UK - Despite a 4 per cent drop in the average retail price, the amount of pork purchased was down by a similar amount in the 12 weeks to 19 July, resulting in expenditure being down 8 per cent year-on-year, according to Kantar Worldpanel.
Switching away from pork to chicken and chilled ready meals again impacted performance. Fresh chicken prices fell by a slightly greater amount over the last year and, as a result, the price differential has widened.
Fresh chicken is now, on average, just over 50p/kg cheaper than fresh pork.

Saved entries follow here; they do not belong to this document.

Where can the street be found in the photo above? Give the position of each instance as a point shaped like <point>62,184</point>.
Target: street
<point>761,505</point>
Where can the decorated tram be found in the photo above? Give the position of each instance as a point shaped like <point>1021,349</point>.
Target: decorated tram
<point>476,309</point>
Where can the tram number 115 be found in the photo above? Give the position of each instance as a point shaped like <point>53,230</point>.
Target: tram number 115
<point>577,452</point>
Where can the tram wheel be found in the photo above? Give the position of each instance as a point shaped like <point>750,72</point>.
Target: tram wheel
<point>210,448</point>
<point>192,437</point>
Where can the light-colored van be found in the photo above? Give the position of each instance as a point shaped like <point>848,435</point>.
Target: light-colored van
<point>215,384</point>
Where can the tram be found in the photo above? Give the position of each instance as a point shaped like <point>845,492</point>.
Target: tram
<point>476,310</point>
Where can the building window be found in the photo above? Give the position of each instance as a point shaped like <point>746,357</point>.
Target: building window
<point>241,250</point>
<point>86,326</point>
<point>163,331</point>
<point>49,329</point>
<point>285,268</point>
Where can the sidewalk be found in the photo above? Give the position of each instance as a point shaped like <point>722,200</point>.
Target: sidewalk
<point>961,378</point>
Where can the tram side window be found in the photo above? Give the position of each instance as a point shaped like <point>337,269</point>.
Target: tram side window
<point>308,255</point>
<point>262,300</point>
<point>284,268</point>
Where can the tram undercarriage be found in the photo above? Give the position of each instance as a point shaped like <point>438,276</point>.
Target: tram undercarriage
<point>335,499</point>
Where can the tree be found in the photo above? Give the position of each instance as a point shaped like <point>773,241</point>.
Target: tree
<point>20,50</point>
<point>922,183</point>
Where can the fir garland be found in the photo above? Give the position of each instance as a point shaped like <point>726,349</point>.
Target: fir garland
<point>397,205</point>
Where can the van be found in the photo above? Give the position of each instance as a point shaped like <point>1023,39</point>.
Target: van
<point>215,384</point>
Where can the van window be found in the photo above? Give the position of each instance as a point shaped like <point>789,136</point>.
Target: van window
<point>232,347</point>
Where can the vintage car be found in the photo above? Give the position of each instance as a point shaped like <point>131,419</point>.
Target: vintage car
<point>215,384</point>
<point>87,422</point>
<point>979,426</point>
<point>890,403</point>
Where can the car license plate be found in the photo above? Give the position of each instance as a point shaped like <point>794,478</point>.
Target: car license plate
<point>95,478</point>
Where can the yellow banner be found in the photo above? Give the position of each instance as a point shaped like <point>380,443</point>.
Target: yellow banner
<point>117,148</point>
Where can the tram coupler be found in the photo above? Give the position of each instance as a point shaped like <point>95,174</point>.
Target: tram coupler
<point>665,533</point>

The amount of chops/steaks bought fell, despite a 5 per cent drop in average prices which further impacted on spending.
A 6 per cent decrease in the proportion of households buying them, to 35 per cent of households, was the key driver.
Pork roasting joint sales were also down more in value than volume overall, as the result of lower average prices.
Pork shoulder was the only roasting joint to register any volume growth and was up 12 per cent year on year.
Its performance this period will once again have been boosted by the pulled pork promotional campaign which ran until the beginning of June and featured, amongst other things, a 4-week TV ad campaign.
Leg roasting joints experienced the biggest volume decline of 14 per cent year on year, as the amount sold on deals fell from 63 per cent a year ago to 49 per cent this year.
Bacon and sausages did experience growth in the quantities sold, although lower prices meant that spending on them was still down.
Sales volume growth for sausages was driven by a 17 per cent increase for premium products. Despite a 5 per cent fall in price, total expenditure on premium sausages increased by more than 6 per cent in the latest period.
According to Kantar, the introduction of free school meals is impacting the performance of the cooked meats market.
Ham is the leading product in this category, constituting some 55 per cent of expenditure (£1.2 billion) in the year to July and volume sales were lower as a result.